プロ野球、セパ両リーグ優勝チームに風雲急! コーチ陣“大量流出”の異常事態「監督との不仲も……」

 

 プロ野球のセリーグ、パリーグで優勝した2チームが大揺れだ。広島東洋カープ、福岡ソフトバンクホークスのコーチが次々と退団し、ライバルチームに流出するという異常事態が発生しているのだ。

 プロ野球関係者は「両チームの黄金期が今後しばらくは続くと見られていましたが、これで黄信号が灯りましたよ」と声を潜める。

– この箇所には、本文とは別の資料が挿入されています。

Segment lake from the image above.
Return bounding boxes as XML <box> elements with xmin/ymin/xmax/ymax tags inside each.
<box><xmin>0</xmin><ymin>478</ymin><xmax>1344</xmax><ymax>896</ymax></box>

 クライマックスシリーズ(CS)では敗れたものの、37年ぶりのセリーグ連覇を成し遂げた広島東洋カープでは、石井琢朗打撃コーチと河田雄祐外野守備走塁コーチが東京ヤクルトスワローズにヘッドハンティングされ、移籍することになった。

 横浜DeNAベイスターズとの日本シリーズを制して2年ぶりに日本一を奪い取ったソフトバンクホークスでは、佐藤義則投手コーチが東北楽天ゴールデンイーグルスに、清水将海バッテリーコーチ、鳥越裕介内野守備コーチは、そろって千葉ロッテマリーンズに引き抜かれることとなった。

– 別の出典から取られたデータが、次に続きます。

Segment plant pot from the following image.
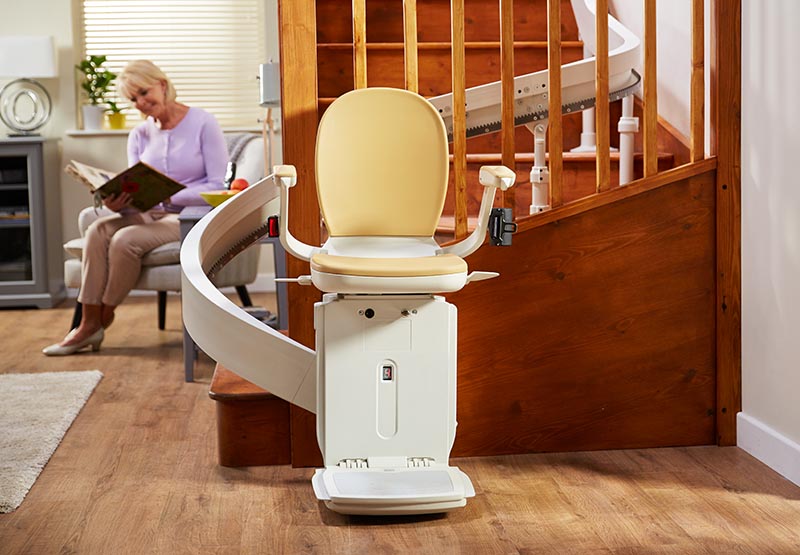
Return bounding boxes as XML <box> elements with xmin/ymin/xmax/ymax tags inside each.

「流出したコーチの中には、旧チームの監督との不仲をウワサされていた者もいました。その間隙を突いて引き抜いたという見方もあり、用意周到な動きです。どのコーチも同一リーグに移籍するということで、旧チームの情報が筒抜けになるのは必至ですね。特に、選手の細かい弱点や性格を熟知しているベテランコーチが多いので、情報流出のマイナス面は計り知れない。ダメージは大きいでしょうね」(同)

 主要コーチが抜けた分、広島東洋カープ緒方孝市監督、福岡ソフトバンクホークスの工藤公康監督の裁量が大きくなるのは間違いないといい、その点についても心配の声が上がっているという。

「カープもホークスも、現有戦力はリーグ内で頭ひとつ抜けている。来年も普通にやれば、優勝すると言われています。ただ、両チームとも監督の采配に未熟な面があるという指摘があるのも事実。強いチームなので、勝っている時はいいんですが、劣勢に立たされたり、負けが込んだりすると、すぐに監督がジタバタしてしまう。今年もそういった場面が数多くみられました。それが一番の不安ポイントですね」(同)

 これで来年のペナント争いが、おもしろくなるということなのかもしれない。